Ah, Sweden

Got a chuckle that one of the ‘Ask A Libertarian’ questions was: “What about Sweden, which seems like a great place to live?”

Yes, I’m sure some of the people who think Sweden ‘seems like a great place to live’ have actually lived there, or have some other significant basis for this viewpoint. But according to my Sweden theory, which to date has never been disproved, most of them just find Swedish people sexy and think/imagine they are sexually-liberated in a way that would accrue hot sexual benefits to the marginal new resident such as, hypothetically, themselves. Which, well no wonder it ‘seems like a great place to live’.

OBLIGATORY IMAGE UPDATE: Swedish bikini team

Sweden: “seems like a great place to live”

13 Responses to Ah, Sweden

  1. robert61 says:

    Most lefty American Sweden lionizers indeed imagine something along the lines of your hypothesis, in my experience. Besides being sexy and loose, Swedes are super SWPLs; therefore, they would FIT RIGHT IN.

    And they’re right about the Swedish upper middle class of my (sixties) generation, who are über- SWPL and currently set the tone in society. However, my group and our somewhat older social betters so loved the world that they have invited a good-sized chunk of it to come live with us, thus guaranteeing that we will have a strong dose of nasty ethnic bloc politics just like the US. Too bad.

  2. anon says:

    It’s simple. Sweden is Breivik tier. All other countries? Non-Breivik tier.

    • anon says:

      Ah fuck me, Norway, Sweden, shows how much I know about Europe

  3. Anon. says:

    Sonic, you suggest they’re wrong and you base that on their not having actually lived Sweden. That same argument works against you too. In which case, all you can truly say is: “Maybe the system does work well in sweden and maybe it doesn’t”.
    I think the system there does work. God knows why.

    • I think it’s too easy on people who make affirmative claim X based on basically nothing substantial whatsoever to limit the retort to, “Maybe X is true and maybe it isn’t”.

      • Anon. says:

        But if stating an opinion about living standards in sweden (“great place to live / not a great place to live”) requires actually living in sweden then by implying their not living there means they can’t actually know you abandon yourself to the sword of your own argument, in which case “maybe” is all you could say.

      • You keep trying to suggest there’s a symmetry but there isn’t. Some folks have made a positive claim about Sweden, I have not. That is the only reason we’re talking about Sweden in the first place (and not some other country or something). If that reason ultimately stems from the image of sexy Swedes gleaned from Art Movies and 70s home decor magazines, then ridicule is absolutely in order.
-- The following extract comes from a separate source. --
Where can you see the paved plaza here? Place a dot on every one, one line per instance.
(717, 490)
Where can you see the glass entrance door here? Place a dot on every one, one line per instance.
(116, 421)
        Why are you so anti ridicule?

  4. Anon. says:

    well, the soviet union wasn’t able to come up with home-decor magazines depicting an image of quality-of-life, money in fair abundance and so forth. Sweden does have a high quality of life and the welfare state seems to manage there. The only black blot on the picture is represented by places like malmo where muslim immigrants rule the nest.
    Why the system should work well in sweden (and presumably norway, pretty much finland too) is beyond me. Some say it’s because in those countries being unemployed and living on welfare is frowned upon and attribute that not only to the culture of the place but also to the society’s homogeneity. You did seem to say those who make a claim about quality of life in sweden must live there (or have lived there) to make any claim yet it’s insinuated that you believe the system there, in practice, must suck. I thought you’re into debates/arguments :)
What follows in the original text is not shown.